Draelos came to that conclusion after studying 12 women who wore various types of foundation for 8 hours in an indoor, controlled environment. Using a video microscope, she charted the makeup's movements over the women's faces throughout the day.
It turned out that the foundation--be it liquid, cream/powder or lotion--found its way into the fine lines of the women's faces and tended to gather around hair follicles. The migration happened more quickly for women with oily skin, and the cream/powder formulation appeared most prone to shifting.
Draelos, of Wake Forest University School of Medicine in Winston-Salem, North Carolina, reported the findings in a recent issue of the Journal of the American Academy of Dermatology.
For women with oily skin, Draelos found, it took 2 hours or less for the foundations to lose their sun-shielding capability.

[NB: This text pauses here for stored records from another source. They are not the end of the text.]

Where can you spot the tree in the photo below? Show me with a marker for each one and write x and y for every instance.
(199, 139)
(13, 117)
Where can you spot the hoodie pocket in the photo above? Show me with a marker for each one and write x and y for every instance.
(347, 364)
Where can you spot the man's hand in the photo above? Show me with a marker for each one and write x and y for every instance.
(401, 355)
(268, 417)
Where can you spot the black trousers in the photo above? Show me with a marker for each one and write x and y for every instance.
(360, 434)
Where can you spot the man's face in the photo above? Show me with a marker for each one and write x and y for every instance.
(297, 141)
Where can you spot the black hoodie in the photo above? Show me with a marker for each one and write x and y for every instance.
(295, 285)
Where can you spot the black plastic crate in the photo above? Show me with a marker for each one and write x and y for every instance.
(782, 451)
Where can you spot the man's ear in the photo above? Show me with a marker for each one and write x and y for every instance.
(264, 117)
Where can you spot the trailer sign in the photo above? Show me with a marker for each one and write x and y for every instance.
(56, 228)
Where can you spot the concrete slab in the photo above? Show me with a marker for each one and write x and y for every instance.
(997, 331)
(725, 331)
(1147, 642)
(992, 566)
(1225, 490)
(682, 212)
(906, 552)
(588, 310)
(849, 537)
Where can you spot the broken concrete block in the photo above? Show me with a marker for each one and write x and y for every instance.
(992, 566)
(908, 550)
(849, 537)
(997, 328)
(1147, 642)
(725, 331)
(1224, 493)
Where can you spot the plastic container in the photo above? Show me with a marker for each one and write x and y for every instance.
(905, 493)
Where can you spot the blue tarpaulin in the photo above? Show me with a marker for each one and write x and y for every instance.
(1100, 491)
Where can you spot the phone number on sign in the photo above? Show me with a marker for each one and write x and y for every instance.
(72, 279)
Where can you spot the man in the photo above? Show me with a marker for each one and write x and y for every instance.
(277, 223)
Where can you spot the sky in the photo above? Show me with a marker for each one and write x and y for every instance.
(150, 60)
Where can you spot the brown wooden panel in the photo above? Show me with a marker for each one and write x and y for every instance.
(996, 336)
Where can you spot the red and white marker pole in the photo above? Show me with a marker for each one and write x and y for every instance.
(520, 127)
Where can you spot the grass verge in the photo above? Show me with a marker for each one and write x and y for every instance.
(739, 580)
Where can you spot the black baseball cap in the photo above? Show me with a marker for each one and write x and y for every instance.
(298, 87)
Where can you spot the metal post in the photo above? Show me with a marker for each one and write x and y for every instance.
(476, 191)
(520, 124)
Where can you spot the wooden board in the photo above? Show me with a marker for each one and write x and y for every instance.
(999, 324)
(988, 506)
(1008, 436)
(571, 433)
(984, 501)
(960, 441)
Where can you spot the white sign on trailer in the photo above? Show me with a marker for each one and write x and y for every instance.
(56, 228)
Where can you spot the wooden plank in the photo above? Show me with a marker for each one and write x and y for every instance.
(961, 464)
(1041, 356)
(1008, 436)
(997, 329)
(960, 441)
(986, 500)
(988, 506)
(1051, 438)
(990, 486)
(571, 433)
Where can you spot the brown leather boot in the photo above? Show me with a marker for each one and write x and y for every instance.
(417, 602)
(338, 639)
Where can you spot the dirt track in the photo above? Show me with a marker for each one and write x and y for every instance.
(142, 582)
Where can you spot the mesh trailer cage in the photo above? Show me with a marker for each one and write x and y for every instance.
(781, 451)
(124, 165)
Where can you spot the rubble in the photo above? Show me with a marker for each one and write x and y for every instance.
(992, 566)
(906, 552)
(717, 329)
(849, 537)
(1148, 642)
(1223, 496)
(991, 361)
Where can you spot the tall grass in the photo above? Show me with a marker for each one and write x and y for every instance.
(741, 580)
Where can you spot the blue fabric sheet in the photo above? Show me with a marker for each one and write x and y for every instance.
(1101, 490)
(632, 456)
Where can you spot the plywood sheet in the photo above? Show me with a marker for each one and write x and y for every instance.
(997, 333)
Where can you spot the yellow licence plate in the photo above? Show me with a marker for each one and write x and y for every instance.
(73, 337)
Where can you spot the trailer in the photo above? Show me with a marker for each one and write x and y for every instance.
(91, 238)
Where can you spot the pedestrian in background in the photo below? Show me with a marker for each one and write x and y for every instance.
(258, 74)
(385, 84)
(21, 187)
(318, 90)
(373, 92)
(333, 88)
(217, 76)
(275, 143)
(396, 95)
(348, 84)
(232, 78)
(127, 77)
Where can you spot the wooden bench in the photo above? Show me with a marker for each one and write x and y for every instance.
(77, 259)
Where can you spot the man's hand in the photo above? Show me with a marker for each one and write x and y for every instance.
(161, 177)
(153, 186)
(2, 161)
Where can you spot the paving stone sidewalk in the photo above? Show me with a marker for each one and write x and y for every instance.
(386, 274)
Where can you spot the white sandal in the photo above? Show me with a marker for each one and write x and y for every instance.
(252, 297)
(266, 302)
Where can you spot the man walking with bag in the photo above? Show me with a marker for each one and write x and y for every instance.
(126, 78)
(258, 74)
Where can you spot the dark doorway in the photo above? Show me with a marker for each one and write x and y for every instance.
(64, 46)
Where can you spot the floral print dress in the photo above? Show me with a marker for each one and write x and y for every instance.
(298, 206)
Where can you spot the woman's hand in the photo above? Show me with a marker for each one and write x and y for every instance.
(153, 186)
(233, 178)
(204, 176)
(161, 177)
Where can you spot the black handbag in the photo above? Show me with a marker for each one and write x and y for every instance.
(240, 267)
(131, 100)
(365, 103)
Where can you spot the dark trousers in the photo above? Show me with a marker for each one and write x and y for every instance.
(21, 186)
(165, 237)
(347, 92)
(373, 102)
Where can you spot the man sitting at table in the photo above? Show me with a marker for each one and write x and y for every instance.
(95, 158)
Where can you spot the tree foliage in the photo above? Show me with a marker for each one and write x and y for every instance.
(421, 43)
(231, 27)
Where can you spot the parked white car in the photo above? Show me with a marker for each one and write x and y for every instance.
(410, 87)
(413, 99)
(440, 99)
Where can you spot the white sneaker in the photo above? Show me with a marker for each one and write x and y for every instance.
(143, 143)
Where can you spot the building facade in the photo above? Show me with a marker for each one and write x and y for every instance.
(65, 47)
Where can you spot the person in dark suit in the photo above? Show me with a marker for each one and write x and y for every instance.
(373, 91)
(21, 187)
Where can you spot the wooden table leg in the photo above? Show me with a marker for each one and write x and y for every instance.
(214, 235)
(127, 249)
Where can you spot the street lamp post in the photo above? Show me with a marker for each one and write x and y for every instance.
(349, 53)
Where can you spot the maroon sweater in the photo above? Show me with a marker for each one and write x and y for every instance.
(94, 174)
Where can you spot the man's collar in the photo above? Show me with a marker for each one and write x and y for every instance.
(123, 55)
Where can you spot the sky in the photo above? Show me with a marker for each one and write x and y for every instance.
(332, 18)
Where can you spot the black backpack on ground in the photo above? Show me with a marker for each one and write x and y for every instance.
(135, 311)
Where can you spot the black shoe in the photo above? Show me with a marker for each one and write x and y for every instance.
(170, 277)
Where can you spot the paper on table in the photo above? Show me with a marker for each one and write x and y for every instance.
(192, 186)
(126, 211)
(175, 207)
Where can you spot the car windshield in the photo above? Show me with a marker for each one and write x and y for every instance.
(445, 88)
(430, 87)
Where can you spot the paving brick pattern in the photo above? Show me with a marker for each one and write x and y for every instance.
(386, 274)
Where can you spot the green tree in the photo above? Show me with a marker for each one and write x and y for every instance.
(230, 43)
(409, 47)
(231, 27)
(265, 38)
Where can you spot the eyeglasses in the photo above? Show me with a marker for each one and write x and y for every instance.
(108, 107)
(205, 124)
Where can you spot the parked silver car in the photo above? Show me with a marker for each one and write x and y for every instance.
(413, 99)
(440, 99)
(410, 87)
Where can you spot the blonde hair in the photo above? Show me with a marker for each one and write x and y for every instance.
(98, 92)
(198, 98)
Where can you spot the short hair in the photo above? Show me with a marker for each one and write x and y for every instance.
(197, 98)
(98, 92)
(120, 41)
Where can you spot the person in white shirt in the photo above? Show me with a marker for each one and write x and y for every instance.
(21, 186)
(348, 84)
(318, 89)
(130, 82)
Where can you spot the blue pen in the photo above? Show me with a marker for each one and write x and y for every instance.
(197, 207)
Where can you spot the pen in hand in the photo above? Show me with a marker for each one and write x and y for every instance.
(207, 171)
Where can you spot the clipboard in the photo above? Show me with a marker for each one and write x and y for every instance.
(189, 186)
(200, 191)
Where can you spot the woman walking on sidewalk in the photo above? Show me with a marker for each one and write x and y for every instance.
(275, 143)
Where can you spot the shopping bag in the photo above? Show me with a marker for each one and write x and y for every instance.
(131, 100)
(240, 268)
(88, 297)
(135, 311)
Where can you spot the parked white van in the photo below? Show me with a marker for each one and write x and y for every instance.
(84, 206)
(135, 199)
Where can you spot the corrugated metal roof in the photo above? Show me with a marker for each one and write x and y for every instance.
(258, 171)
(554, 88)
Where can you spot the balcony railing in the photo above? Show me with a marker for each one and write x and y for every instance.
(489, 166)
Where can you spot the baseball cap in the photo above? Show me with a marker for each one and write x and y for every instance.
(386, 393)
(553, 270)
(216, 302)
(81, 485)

The same was true for all the women by 4 hours after application.
This "degradation," Draelos notes, probably happens even faster in the real world where sweat, natural oil production in the skin and accidental removal of makeup would factor in.
Besides the fact that foundation migration might eliminate some women's sun shield, the makeup's tendency to pool around hair follicles might explain why some users show skin break-out near the hairline.
"This may explain why facial foundations that claim to be noncomedogenic and nonacnegenic cause (acne) eruptions in persons with self-diagnosed sensitive skin," Draelos writes.
This idea, she adds, remains only a hypothesis.